ML - Dua

12.6K 789 85
                                    

Pagi-pagi sekalinpun aku harus bangun dari tidurku yang baru beberapa jam, dan mendapati kehadiran nenek di depan pintu kamar. Aku menyuruh Dara meninggalkan kami berdua, karena aku yakin ada hal penting yang ingin nenek bicarakan.

Seratus persen yakin parihal perdebatanku dengan papa sudah sampai ketelinga nenek. Biarkan saja. Aku tak perduli sekalipun nenek mengusirku karena telah mempermalukan anaknya.

Aku membantu nenek duduk di sofa. "Jadi apa yang mau Nenek bicarakan?" tanyaku langsung dengan mulut yang menguap.

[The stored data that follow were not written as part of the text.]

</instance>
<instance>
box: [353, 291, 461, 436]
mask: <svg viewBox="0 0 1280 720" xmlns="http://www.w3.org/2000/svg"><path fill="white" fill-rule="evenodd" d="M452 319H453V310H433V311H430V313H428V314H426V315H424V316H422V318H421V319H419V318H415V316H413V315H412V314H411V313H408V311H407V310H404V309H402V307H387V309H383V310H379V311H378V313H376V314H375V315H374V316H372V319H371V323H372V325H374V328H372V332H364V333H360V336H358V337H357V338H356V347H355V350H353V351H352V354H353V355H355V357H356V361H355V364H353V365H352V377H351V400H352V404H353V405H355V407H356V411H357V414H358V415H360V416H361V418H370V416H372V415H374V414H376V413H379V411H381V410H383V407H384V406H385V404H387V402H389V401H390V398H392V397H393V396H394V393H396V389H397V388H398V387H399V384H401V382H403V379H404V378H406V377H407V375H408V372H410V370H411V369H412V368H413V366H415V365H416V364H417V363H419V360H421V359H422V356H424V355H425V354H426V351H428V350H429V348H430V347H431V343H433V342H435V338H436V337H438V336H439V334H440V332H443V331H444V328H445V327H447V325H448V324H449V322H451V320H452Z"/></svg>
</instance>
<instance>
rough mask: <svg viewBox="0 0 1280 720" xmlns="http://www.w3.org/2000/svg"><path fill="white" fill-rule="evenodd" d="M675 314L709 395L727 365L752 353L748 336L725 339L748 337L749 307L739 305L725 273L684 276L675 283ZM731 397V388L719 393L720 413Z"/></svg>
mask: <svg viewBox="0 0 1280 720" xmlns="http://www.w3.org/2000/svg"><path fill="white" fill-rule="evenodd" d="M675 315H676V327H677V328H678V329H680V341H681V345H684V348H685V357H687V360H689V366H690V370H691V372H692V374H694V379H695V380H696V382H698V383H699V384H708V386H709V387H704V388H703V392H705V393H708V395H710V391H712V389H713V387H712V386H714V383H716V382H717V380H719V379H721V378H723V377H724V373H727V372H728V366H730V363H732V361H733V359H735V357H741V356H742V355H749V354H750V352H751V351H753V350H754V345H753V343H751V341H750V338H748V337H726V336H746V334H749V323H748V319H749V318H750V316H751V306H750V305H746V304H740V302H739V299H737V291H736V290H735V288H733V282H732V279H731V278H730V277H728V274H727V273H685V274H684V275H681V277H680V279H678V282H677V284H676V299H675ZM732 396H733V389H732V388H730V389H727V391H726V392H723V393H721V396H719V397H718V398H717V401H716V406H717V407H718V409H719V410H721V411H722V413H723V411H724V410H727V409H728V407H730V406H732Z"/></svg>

"Tidur jam berapa kamu sampai masih ngantuk gitu?" Yang aku heran, nenek masih menjaga nada bicaranya. Biasanya dia akan mengamuk jika keluarga ini tidak menghormati anak kesayangannya.

"Kamu tahu begadang tidak bagus untuk keseharan kamu, termasuk kesehatab kulit. Lihat, kulit nenek masih sehat kan? Ini kerena tidur yang teratur."

Nenekku memang sudah tua.  Rambutnya sudah memutih semua kalau saja tidak di beri warna coklat, kulitnya juga harusnya sudah keriput kalau saja dia tidak perawatan ke dokter yang berhasil mengurangi setiraknya kerutan di wajahnya. Dan gaya hidup sehat juga memengaruhinya.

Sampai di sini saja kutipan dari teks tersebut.